In this series I have embraced the essential elements that define Lake View— the sense of history, art and architecture, horticulture, topography, and the presence of the living and the dead. The collection is a deeply personal interpretation of my experience and the topics that interest me: craftsmanship, light, metaphor and abstraction, scale, geometry, space and time, color, texture and design, and ultimately how we are fed by new impressions of ourselves in the world around us.

I have tried to honor the planners, the minds and hands that created the gravestones and monuments and the feelings of the families that commissioned them, and  the labors of all the men and women who have made Lake View a magnificent arboretum and sanctuary.
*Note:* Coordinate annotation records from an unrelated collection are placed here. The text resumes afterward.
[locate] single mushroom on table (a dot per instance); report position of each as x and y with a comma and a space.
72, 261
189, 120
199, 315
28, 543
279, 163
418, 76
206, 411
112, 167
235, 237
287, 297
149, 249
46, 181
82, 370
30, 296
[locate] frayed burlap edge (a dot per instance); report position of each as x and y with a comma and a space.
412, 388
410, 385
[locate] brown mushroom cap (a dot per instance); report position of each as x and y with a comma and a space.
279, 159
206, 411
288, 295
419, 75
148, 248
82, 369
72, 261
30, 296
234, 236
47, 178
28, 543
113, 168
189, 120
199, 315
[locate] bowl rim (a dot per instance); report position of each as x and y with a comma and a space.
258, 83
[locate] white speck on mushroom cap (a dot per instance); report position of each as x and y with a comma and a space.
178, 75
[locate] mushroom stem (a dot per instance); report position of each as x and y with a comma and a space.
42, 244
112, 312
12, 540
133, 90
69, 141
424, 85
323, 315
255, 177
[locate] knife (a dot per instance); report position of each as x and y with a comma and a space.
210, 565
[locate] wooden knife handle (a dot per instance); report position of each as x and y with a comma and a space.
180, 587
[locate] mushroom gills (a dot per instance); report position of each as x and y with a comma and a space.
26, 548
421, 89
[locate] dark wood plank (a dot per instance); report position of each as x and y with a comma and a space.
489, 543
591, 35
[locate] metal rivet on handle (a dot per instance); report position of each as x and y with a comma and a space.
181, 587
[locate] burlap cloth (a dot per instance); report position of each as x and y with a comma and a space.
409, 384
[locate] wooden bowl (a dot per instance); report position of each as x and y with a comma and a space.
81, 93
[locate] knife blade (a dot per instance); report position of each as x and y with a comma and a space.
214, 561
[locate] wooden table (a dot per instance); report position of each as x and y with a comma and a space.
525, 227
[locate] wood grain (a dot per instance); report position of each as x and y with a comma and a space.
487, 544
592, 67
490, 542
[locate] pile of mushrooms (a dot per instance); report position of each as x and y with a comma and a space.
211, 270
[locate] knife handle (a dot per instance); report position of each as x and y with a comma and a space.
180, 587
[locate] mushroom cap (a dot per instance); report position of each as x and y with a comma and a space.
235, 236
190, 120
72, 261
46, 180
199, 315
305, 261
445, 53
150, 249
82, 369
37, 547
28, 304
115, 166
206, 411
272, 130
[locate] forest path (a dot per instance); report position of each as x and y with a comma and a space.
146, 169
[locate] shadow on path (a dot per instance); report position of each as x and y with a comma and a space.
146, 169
After more than a decade spent wandering these acres I am not done photographing Lake View and I don’t think I ever will be. It has been proven to me over and over that this place devoted to the end of life is full possibilities and new beginnings.♦

The Photographer:

Barney Taxel moved to Cleveland, Ohio, from New York City in 1967. He is an award-winning fine art and commercial photographer and teacher of photography. His work is exhibited and reproduced frequently. Taxel has several books to his credit, including Stan Hywet Hall and Gardens, Cleveland: Continuing the Renaissance, The Science of Music as Medicine, Cleveland’s West Side Market: 100 Years & Still Cooking, and The Lake View Cemetery: Photographs From Cleveland’s Historic Landmark, from which this portfolio is excerpted.